Pour preuve, c'est parce que nos économies sont construites sur cette dépendance à l'énergie que nous avons tous suivi avec inquiétude les actualités ces derniers mois, notamment à l'Automne 2022.
Prix de l'énergie : comprendre l'architecture du marché de l'électricité
Comment justifier le prix de l'énergie? Nouredine fait la distinction entre son avis de citoyen, qui comme la plupart d'entre nous considère le prix de l'énergie comme trop élevé, et celui qu'il a en tant qu'enseignant-chercheur. En effet, il faut nuancer cet avis en intégrant la notion de market design, désignant la manière dont est organisé le marché électrique en Europe.

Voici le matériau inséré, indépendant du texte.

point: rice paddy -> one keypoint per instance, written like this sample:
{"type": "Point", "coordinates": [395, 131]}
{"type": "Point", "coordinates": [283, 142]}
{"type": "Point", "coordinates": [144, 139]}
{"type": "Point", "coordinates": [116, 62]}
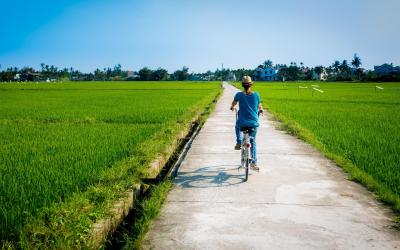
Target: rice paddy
{"type": "Point", "coordinates": [60, 139]}
{"type": "Point", "coordinates": [357, 123]}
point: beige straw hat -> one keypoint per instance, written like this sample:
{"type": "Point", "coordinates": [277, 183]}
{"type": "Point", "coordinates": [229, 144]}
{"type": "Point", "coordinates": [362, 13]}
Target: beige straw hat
{"type": "Point", "coordinates": [247, 80]}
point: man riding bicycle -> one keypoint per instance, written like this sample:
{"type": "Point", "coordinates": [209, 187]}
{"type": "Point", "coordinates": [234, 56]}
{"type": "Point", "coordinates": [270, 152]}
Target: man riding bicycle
{"type": "Point", "coordinates": [249, 109]}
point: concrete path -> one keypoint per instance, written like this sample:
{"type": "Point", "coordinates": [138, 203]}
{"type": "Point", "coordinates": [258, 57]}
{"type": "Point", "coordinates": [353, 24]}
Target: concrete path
{"type": "Point", "coordinates": [298, 200]}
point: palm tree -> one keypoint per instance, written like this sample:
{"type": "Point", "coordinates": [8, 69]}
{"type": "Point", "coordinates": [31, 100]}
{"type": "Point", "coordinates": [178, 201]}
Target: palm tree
{"type": "Point", "coordinates": [336, 66]}
{"type": "Point", "coordinates": [356, 62]}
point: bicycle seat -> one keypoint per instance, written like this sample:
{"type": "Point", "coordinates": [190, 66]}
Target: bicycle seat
{"type": "Point", "coordinates": [247, 129]}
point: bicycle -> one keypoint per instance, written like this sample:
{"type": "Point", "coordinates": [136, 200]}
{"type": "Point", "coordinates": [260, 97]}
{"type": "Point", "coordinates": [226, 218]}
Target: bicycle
{"type": "Point", "coordinates": [245, 155]}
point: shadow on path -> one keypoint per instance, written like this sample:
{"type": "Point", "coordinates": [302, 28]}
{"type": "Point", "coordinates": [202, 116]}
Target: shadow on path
{"type": "Point", "coordinates": [211, 176]}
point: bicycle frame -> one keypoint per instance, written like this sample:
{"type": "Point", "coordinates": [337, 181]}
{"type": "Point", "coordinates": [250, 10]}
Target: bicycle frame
{"type": "Point", "coordinates": [245, 156]}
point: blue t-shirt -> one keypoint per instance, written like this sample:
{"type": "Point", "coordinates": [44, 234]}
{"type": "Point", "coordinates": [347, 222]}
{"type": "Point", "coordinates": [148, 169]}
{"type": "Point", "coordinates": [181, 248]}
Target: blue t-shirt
{"type": "Point", "coordinates": [248, 109]}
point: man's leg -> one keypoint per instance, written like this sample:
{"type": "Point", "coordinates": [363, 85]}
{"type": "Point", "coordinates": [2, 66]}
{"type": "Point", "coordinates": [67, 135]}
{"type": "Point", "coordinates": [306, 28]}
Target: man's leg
{"type": "Point", "coordinates": [238, 135]}
{"type": "Point", "coordinates": [253, 145]}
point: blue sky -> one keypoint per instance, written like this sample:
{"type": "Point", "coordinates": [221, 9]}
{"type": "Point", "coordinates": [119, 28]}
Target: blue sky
{"type": "Point", "coordinates": [200, 34]}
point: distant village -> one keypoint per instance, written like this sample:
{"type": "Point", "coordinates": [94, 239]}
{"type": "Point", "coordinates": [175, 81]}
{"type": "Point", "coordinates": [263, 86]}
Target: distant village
{"type": "Point", "coordinates": [267, 71]}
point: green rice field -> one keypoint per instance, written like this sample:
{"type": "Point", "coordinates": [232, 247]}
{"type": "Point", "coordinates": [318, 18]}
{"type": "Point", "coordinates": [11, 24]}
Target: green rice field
{"type": "Point", "coordinates": [356, 124]}
{"type": "Point", "coordinates": [63, 139]}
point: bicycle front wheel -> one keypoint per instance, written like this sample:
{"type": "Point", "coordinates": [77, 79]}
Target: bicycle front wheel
{"type": "Point", "coordinates": [247, 166]}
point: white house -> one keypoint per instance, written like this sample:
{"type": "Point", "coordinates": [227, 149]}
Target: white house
{"type": "Point", "coordinates": [267, 74]}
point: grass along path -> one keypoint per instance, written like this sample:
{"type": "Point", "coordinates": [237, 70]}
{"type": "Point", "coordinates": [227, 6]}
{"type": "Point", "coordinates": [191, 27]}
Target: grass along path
{"type": "Point", "coordinates": [70, 149]}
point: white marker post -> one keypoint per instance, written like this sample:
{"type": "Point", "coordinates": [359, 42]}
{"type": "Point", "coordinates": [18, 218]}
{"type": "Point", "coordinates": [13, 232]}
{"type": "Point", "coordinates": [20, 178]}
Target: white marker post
{"type": "Point", "coordinates": [300, 87]}
{"type": "Point", "coordinates": [378, 87]}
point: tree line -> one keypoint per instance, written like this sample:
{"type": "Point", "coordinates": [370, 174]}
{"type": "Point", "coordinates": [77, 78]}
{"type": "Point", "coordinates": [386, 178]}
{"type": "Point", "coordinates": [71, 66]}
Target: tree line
{"type": "Point", "coordinates": [339, 71]}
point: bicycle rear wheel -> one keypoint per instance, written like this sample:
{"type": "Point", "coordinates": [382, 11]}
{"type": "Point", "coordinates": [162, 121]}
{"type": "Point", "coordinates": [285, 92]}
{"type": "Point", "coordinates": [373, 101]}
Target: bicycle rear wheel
{"type": "Point", "coordinates": [246, 167]}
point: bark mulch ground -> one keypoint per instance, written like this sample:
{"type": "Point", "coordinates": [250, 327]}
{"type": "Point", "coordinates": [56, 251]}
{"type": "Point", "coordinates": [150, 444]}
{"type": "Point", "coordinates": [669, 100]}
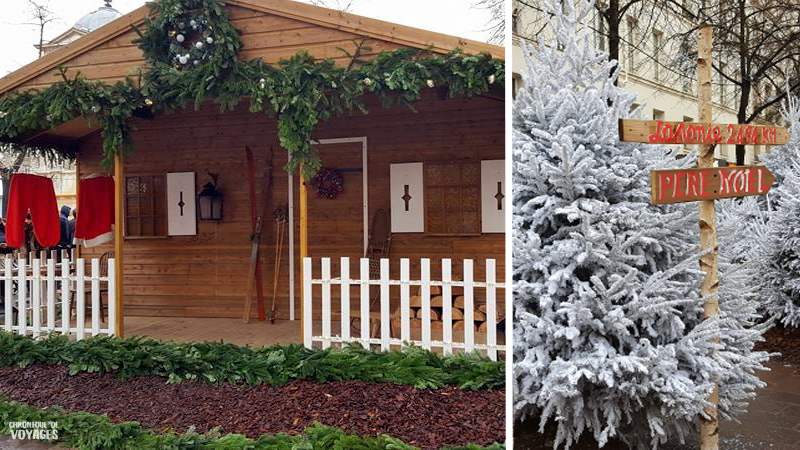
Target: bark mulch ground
{"type": "Point", "coordinates": [420, 417]}
{"type": "Point", "coordinates": [785, 341]}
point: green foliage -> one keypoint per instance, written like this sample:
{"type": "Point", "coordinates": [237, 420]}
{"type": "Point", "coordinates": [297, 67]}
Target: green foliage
{"type": "Point", "coordinates": [217, 362]}
{"type": "Point", "coordinates": [89, 432]}
{"type": "Point", "coordinates": [302, 92]}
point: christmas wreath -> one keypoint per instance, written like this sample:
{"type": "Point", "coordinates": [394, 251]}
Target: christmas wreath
{"type": "Point", "coordinates": [190, 40]}
{"type": "Point", "coordinates": [190, 33]}
{"type": "Point", "coordinates": [328, 182]}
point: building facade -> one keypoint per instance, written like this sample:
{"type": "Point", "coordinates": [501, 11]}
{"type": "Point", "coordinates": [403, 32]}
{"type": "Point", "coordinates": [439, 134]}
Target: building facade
{"type": "Point", "coordinates": [653, 59]}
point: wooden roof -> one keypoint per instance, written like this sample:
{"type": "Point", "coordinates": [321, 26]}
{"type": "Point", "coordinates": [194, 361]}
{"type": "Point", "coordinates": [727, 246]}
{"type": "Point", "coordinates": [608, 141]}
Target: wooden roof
{"type": "Point", "coordinates": [111, 56]}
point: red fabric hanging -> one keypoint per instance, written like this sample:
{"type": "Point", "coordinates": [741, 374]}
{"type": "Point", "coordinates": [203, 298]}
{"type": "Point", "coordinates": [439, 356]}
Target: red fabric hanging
{"type": "Point", "coordinates": [95, 223]}
{"type": "Point", "coordinates": [32, 193]}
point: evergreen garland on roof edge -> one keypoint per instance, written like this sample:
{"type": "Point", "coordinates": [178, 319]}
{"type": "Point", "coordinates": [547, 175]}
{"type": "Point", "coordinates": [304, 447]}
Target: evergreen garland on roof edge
{"type": "Point", "coordinates": [300, 91]}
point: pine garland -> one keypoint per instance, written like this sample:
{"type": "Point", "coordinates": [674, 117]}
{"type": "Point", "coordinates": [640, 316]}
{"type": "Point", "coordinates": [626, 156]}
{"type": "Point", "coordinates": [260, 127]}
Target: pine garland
{"type": "Point", "coordinates": [88, 431]}
{"type": "Point", "coordinates": [300, 91]}
{"type": "Point", "coordinates": [217, 362]}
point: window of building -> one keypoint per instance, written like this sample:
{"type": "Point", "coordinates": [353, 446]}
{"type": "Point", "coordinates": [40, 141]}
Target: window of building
{"type": "Point", "coordinates": [657, 43]}
{"type": "Point", "coordinates": [515, 21]}
{"type": "Point", "coordinates": [145, 208]}
{"type": "Point", "coordinates": [453, 197]}
{"type": "Point", "coordinates": [600, 34]}
{"type": "Point", "coordinates": [686, 60]}
{"type": "Point", "coordinates": [632, 41]}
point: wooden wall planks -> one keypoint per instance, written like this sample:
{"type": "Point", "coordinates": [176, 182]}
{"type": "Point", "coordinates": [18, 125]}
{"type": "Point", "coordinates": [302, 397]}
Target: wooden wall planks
{"type": "Point", "coordinates": [204, 275]}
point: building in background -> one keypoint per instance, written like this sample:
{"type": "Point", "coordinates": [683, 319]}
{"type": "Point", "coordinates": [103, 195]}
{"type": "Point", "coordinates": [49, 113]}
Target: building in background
{"type": "Point", "coordinates": [650, 57]}
{"type": "Point", "coordinates": [63, 175]}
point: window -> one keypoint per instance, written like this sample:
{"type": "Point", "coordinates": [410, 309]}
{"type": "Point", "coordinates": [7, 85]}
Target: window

Aujourd’hui, au vu de notre dépendance, l’énergie doit être accessible économiquement : toutes nos activités reposent dessus. Or, le prix de l'énergie et particulièrement de l'électricité dépend de multiples variables : disponibilité de l’énergie, l’offre et la demande, le type d’énergie et enfin le market design, l’ensemble des règles déterminant la façon dont le prix est fixé sur le marché.
Pour que l’énergie soit accessible économiquement, la demande doit idéalement être élastique, c’est-à-dire sensible aux fluctuations de prix. Par exemple, si le prix augmente, le demande devrait diminuer. Une demande aussi responsive permettrait d’envoyer sur le marché un signal indiquant qu’il faut diminuer les prix pour que les gens consomment à nouveau de l’énergie. Cependant, nous avons tous besoin d’électricité au quotidien et nous ne pouvons pas diminuer notre consommation d’énergie aussi facilement et rapidement que cela !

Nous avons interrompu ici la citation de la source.